Se non insegni in facoltà sei, come diceva mia nonna, figlia della serva (o figlio, ovviamente).
Un’amica, chiedendomi (scherzava?) di chi fossi figlia, mi ha segnalato il libro di Floris “Mal di merito” che mi era sfuggito. La Stampa pubblicava, qualche mese fa, alcuni passi: ve ne propino qualcuno, il resto andatevelo a leggere nell’articolo.
O nel libro.

Nel 2001 il governo offrì ai cervelli italiani fuggiti all’estero una sorta di contratto quadriennale presso le Università italiane […] e fino a che si è trattato di ospitare dei ricercatori «stranieri» tutto ha funzionato a dovere. Quando però è stato il momento di far diventare professori gli oriundi, il meccanismo si è inceppato, perché è andato in collisione con gli interessi dei Baroni che le cattedre intendono gestirle direttamente.
[…]
Una passeggiata per i corridoi di uno dei Policlinici romani può aiutare a capire con quali criteri si selezionano, in Italia, le élite che dovrebbe trainare il resto del paese. L’intera struttura è nelle mani di poche famiglie, e avvalendosi di un’apposita legenda si scopre un esempio di come l’università sia ormai diventata un feudo di poche casate.
[…]
Iniziamo da Odontoiatria: due i professori associati, uno è il figlio del direttore generale dello stesso policlinico, l’altro è il figlio del docente di Clinica odontoiatrica, potente direttore del Dipartimento in Scienze odontostomatologiche in un’altra Università. Nello stesso corso di laurea troviamo come professore associato di chirurgia il primario di un altro policlinico, nipote di un autorevole ordinario di chirurgia. Ordinaria di medicina è la figlia di un potente palazzinaro romano, anche moglie dell’ordinario di Radiologia, mentre la brillante prof che ha bruciato i colleghi ricercatori riuscendo a diventare ordinario di odontoiatria in tre anni è la figlia del presidente dei chirurghi italiani oltre che moglie del professore ordinario di cardiochirurgia.
In un altro dipartimento vive un’intera famiglia. Il professore ordinario a otorinolarigoiatria può contare sull’aiuto del figlio maggiore, associato a otorinolaringoiatria, e di quello minore, ricercatore. Così il professore associato di medicina interna è il figlio del professore ordinario di Biochimica, mentre il professore associato di urologia, è il figlio dell’ordinario di Biochimica, rettore di università…

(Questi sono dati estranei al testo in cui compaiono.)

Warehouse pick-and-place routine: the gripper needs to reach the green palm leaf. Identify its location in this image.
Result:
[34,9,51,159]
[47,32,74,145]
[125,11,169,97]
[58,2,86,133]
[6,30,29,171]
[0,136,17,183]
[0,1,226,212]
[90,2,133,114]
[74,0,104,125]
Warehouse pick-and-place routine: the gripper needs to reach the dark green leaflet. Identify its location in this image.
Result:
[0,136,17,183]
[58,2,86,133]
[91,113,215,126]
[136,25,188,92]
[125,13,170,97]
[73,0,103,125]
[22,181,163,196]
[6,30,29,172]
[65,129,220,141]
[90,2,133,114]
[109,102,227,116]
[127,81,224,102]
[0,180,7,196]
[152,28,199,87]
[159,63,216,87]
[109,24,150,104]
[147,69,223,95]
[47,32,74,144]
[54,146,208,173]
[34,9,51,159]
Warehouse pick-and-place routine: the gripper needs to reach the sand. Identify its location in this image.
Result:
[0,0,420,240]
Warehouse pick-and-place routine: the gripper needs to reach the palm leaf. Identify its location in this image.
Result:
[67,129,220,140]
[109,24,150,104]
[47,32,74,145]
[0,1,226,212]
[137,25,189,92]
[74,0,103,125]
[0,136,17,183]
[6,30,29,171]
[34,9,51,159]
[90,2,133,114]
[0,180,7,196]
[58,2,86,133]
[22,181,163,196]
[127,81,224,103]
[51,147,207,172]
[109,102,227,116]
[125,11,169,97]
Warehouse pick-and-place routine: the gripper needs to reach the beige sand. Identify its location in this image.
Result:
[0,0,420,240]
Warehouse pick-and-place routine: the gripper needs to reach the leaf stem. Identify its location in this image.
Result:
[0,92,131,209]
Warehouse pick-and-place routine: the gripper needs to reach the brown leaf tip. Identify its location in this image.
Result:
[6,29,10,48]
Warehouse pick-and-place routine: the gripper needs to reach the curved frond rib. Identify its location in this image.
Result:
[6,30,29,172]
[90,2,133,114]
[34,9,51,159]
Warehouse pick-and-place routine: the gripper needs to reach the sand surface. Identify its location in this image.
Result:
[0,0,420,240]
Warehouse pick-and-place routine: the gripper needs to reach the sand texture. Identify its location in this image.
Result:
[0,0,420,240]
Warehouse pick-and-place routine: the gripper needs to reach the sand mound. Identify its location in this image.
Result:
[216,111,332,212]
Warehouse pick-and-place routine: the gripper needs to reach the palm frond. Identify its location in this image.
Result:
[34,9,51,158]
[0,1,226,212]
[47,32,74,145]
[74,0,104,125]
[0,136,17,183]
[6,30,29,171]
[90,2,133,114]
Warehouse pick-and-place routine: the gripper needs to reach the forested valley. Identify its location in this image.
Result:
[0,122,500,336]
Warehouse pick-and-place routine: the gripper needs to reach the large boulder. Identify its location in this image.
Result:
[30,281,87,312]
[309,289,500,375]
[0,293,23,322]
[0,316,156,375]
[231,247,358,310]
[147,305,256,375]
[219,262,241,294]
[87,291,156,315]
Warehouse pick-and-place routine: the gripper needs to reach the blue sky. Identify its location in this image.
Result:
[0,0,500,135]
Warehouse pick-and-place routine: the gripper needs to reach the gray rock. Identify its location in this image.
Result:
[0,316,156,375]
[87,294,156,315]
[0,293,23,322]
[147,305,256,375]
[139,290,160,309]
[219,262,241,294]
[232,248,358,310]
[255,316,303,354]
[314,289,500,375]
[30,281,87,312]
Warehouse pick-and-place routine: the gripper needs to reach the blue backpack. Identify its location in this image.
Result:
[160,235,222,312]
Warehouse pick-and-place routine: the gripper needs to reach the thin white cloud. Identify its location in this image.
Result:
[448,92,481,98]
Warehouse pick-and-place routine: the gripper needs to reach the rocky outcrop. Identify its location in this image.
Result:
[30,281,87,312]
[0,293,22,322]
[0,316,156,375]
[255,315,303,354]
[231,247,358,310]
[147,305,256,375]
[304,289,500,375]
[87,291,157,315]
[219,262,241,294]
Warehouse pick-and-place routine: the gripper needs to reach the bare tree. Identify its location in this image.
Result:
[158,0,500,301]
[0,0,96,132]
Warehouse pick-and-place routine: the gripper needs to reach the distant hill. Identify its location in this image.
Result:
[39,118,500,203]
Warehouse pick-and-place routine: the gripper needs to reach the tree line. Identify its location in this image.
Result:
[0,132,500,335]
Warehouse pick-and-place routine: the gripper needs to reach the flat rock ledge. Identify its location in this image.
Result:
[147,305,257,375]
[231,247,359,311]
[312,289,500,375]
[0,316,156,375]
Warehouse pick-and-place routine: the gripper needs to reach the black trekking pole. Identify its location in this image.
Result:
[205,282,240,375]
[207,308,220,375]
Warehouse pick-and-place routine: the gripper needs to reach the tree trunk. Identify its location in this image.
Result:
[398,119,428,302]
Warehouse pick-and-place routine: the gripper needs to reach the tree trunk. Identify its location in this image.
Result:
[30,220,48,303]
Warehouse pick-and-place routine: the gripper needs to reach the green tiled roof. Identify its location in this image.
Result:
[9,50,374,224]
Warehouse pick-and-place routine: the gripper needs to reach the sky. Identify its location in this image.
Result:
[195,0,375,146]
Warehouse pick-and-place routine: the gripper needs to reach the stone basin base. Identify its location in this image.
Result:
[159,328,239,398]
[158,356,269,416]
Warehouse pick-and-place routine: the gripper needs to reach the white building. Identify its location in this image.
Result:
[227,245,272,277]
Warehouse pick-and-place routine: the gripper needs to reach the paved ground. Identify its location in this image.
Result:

Se cambiamo città, infatti, non cambia il quadro generale. Se andiamo a Bologna troviamo nel corpo docente dell’Università figlio, nuora e suocera del rettore. A Firenze il rettore è ordinario di Economia agraria ed estimo rurale: suo figlio ha vinto nel 2002 il posto da ricercatore di Economia agraria ed Estimo rurale (gli altri tre aspiranti al posto di ricercatore persero la gara ritirandosi prima delle prove).
[…]
Ma la capitale del nepotismo è Bari, senza alcun dubbio: il padre professore ha messo a contratto la figlia, senza concorso, nella facoltà di cui è preside; il vecchio professore di medicina ha presieduto la commissione d’esame che ha promosso il cognato di suo figlio; ben otto professori universitari che insegnano ad Economia hanno lo stesso cognome, e non è un caso di omonimia. A Medicina il padre, eletto preside, ha lasciato al figlio la direzione della scuola di specializzazione: certo, aveva vinto la selezione, ma (guarda un po’) era l’unico candidato!
[…]
Le indagini dei finanzieri hanno portato ad accertare un’infinità di atti illeciti. Basti pensare al modo in cui uno dei baroni «preparava» il concorso del figlio: dalle intercettazioni si ricostruisce dapprima il suo impegno per cercare una commissione favorevole, poi il momento in cui comunica al figlio il tema dell’esame, infine il tentativo di procurargli il testo dell’esame già svolto. Secondo gli atti dell’inchiesta ad un candidato che non accettava di ritirarsi venne trasmesso questo Sms: «Il professore ha fatto avere il tuo indirizzo a due mafiosi per farti dare una sonora bastonata». Lezioni di vita.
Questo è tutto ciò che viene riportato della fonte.